Re: [PATCH] x86-64: Optimize strcat/strncat, strcpy/strncpy and stpcpy/stpncpy with AVX2
- From: Leonardo Sandoval <leonardo dot sandoval dot gonzalez at linux dot intel dot com>
- To: Adhemerval Zanella <adhemerval dot zanella at linaro dot org>, libc-alpha at sourceware dot org
- Date: Thu, 01 Nov 2018 11:29:59 -0600
- Subject: Re: [PATCH] x86-64: Optimize strcat/strncat, strcpy/strncpy and stpcpy/stpncpy with AVX2
- References: <email@example.com> <firstname.lastname@example.org> <email@example.com> <firstname.lastname@example.org>
On Wed, 2018-10-31 at 17:59 -0300, Adhemerval Zanella wrote:
> On 31/10/2018 17:23, Leonardo Sandoval wrote:
> > On Wed, 2018-10-31 at 15:36 -0300, Adhemerval Zanella wrote:
> > >
> > > > diff --git a/sysdeps/x86_64/multiarch/strcat-avx2.S
> > > > b/sysdeps/x86_64/multiarch/strcat-avx2.S
> > > > new file mode 100644
> > > > index 00000000000..b0623564276
> > > > --- /dev/null
> > > > +++ b/sysdeps/x86_64/multiarch/strcat-avx2.S
> > > > @@ -0,0 +1,275 @@
> > > > +/* strcat with AVX2
> > >
> > > Is this really a gain on real work usage comparing to generic
> > > strcat
> > > (
> > > (strcpy (dest + strlen (dest), src)) assuming optimized strcpy /
> > > strlen?
> > The speedup is briefly summarized on the commit description but the
> > comparison was done between SSE2 Unaligned and AVX2 (current code).
> > Either SSE2 and AVX2 are much faster the generic strcat (I can
> > provide
> > numbers).
> As Rich has put, this strcat optimization seems to use the very
> strategy of strcpy/strlen and basically brings a constant gain with
> downside of i-cache overhead plus maintainability cost (since a
> bug in strcpy/strlen implementation will need to be checked against
> strcat as well).
> I also tend to agree with Rich that strcat is an antipattern, and I
> would prefer we use simpler generic optimization for such cases.

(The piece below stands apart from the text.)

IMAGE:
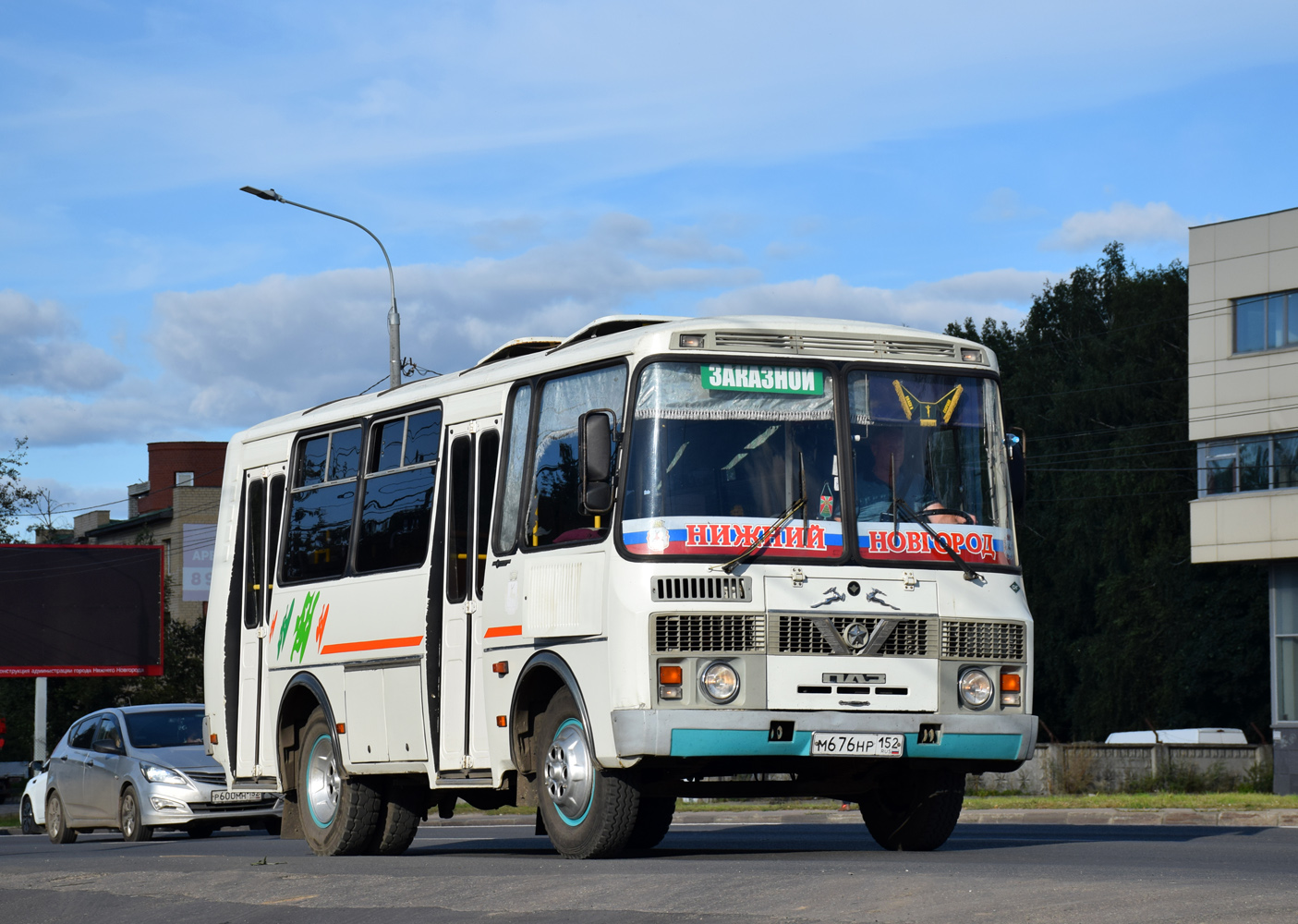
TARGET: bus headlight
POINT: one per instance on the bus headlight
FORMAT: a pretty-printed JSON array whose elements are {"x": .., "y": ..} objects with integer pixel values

> > > Wouldn't be simple and more i-cache friendly to use a custom
> > > generic
> > > implementation that calls AVX2 strcpy/strlen (such as powerpc64
> > > does)?
> > I believe this is what we have right now through IFUNC_SELECTOR.
> What I meant was use something like:
> char *strcat_avx2 (char *dest, const char *src)
> __strcpy_avx2 (dest + __strlen_avx2 (dest), src);
> return dest;
Thanks Rich and Adhemerval. Agree in all comments. V2 will be out soon.